Phase 2: Distribute the Read Load
When a single powerful server isn't enough, the next step is to spread out the work, focusing on read-heavy tasks first.
- Replication: This is a core feature of PostgreSQL. You create one or more read-only copies (replicas) of your main (primary) database.
- Use Case: You can direct all read-heavy operations, like analytics queries on your graffiti graph or vector similarity searches from pgvector, to the replicas. This leaves your primary database free to handle writes (like saving new Zep memories) without getting bogged down.
- Caching: Use an in-memory store like Redis or Memcached to store the results of frequent, expensive queries.
- Use Case: Cache a user's most recent Zep chat history or the results of a common graph query. This avoids hitting the database at all for repeated requests.
Phase 3: Scale for Massive Data and Writes
When your dataset becomes too large for a single server to store or your write-load is too high, you'll need to partition your data across multiple servers. This is complex and should only be considered when the previous phases are exhausted.

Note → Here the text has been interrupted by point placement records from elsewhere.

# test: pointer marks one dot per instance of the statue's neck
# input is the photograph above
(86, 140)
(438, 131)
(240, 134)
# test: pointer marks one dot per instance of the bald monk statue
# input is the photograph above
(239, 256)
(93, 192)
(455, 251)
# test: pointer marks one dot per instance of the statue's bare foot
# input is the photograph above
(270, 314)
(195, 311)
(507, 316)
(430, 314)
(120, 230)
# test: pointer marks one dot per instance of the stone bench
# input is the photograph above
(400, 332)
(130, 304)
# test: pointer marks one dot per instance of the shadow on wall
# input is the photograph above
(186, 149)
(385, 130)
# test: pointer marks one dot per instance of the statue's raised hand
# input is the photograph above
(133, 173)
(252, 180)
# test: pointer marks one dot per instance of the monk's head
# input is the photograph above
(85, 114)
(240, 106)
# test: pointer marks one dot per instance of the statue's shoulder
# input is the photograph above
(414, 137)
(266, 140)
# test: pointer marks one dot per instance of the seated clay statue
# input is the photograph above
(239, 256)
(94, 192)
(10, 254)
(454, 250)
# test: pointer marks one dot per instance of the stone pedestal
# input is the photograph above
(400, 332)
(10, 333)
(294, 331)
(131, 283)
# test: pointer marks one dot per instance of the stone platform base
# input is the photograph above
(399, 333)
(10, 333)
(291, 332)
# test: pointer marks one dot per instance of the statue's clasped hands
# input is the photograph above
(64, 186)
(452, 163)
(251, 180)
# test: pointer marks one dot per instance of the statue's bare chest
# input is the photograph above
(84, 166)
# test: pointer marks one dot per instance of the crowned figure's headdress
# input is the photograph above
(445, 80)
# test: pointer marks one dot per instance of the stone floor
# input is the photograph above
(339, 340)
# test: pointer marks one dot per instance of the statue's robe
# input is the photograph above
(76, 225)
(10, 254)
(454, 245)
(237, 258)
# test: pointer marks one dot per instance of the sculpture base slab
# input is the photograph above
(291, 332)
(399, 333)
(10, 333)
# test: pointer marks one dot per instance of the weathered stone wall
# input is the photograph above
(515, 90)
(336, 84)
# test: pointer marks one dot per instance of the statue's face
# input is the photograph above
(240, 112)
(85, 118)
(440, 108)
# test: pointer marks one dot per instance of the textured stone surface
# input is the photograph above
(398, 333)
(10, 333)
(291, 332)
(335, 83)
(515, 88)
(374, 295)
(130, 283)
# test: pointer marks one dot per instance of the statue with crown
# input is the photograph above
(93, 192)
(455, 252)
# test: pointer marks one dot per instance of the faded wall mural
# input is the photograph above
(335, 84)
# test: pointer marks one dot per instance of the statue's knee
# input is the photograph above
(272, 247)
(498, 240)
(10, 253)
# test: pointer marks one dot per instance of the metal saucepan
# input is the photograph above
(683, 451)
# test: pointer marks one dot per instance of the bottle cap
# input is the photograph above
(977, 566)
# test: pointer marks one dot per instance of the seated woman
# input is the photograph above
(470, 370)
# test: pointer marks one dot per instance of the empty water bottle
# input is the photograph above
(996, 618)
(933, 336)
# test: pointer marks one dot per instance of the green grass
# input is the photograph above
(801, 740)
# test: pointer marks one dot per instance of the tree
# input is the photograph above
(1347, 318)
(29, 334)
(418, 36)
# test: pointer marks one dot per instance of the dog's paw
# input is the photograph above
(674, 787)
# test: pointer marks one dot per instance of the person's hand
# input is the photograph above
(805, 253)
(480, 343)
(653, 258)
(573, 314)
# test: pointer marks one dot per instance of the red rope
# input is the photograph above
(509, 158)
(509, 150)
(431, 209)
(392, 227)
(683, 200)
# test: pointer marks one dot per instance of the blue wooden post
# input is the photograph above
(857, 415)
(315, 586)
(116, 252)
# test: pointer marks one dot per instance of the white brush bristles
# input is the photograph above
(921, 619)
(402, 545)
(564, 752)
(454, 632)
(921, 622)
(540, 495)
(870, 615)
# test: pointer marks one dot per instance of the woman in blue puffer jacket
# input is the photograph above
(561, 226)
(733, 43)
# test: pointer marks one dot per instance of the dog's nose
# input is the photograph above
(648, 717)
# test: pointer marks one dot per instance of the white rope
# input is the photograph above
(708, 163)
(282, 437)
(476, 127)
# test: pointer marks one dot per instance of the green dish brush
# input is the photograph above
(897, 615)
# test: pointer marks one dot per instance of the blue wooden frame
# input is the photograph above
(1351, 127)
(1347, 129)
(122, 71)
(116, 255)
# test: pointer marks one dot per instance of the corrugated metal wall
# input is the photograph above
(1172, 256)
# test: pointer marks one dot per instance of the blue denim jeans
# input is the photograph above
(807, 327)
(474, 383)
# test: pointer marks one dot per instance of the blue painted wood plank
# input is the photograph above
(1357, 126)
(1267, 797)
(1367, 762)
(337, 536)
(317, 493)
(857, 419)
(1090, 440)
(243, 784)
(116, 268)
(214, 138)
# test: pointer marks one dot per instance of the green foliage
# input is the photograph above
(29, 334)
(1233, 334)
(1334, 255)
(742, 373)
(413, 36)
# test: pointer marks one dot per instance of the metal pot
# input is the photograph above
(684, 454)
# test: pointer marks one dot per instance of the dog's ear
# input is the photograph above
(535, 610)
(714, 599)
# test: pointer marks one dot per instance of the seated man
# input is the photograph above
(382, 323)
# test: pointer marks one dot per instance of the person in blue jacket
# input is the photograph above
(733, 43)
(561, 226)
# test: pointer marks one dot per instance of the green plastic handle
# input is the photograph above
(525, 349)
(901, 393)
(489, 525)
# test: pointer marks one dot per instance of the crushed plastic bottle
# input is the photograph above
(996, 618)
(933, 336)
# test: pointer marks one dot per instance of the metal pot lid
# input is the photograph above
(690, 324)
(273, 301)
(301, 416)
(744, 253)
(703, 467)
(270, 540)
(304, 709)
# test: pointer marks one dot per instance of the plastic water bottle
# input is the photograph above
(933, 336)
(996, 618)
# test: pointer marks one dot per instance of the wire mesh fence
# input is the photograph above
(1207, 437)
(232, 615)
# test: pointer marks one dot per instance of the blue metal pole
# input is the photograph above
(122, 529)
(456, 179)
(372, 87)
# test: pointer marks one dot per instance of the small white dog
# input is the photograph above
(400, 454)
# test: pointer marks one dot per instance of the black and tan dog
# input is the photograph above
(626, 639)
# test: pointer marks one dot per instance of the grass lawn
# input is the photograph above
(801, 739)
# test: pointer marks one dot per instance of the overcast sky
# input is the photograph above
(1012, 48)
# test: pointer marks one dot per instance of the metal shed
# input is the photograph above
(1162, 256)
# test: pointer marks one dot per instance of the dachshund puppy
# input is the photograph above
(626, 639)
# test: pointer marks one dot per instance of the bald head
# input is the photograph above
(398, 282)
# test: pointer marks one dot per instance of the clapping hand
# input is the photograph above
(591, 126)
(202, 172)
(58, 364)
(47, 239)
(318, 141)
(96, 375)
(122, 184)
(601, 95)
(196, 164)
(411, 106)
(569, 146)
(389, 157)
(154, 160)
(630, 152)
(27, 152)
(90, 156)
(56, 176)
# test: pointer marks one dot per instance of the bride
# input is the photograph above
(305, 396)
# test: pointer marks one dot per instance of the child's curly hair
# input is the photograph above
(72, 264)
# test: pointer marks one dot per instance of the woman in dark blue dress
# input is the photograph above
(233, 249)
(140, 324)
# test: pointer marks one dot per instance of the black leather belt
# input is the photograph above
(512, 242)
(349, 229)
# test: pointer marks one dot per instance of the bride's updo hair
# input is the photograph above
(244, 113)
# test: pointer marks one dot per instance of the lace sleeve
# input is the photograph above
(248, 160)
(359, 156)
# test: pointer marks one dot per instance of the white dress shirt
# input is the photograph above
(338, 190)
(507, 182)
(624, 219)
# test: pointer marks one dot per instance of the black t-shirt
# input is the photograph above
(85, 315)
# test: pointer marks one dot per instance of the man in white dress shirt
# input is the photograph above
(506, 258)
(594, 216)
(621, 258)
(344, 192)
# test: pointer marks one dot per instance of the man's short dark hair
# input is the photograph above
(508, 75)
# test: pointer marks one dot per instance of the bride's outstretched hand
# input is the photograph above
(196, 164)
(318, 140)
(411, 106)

- Sharding (Horizontal Partitioning): You split your data across multiple independent databases. Each database (or "shard") holds a subset of the data. For example, you could shard by user_id or tenant_id.
- Challenge: This is the most complex step. Queries that need data from multiple shards (e.g., a graph query that spans users on different shards) become very difficult to manage. You would likely shard your Zep memory data first, as it's naturally isolated by user.
- Vertical Partitioning: Instead of splitting rows, you split tables. You move certain columns into new tables.
- Use Case: Your pgvector embeddings can be very large. You could move the vector column into its own user_vectors table, separate from a users_core table that has smaller data like user_id and email. This keeps your main user table small and fast for frequent lookups.
- Materialized Views: These are pre-computed tables whose contents are the result of a query.
- Use Case: If you frequently run a complex and slow graffiti query (e.g., "find all users connected by 3 degrees who have discussed 'scalability'"), you can store its result in a materialized view. The view can be refreshed periodically, making the query for your application instantaneous.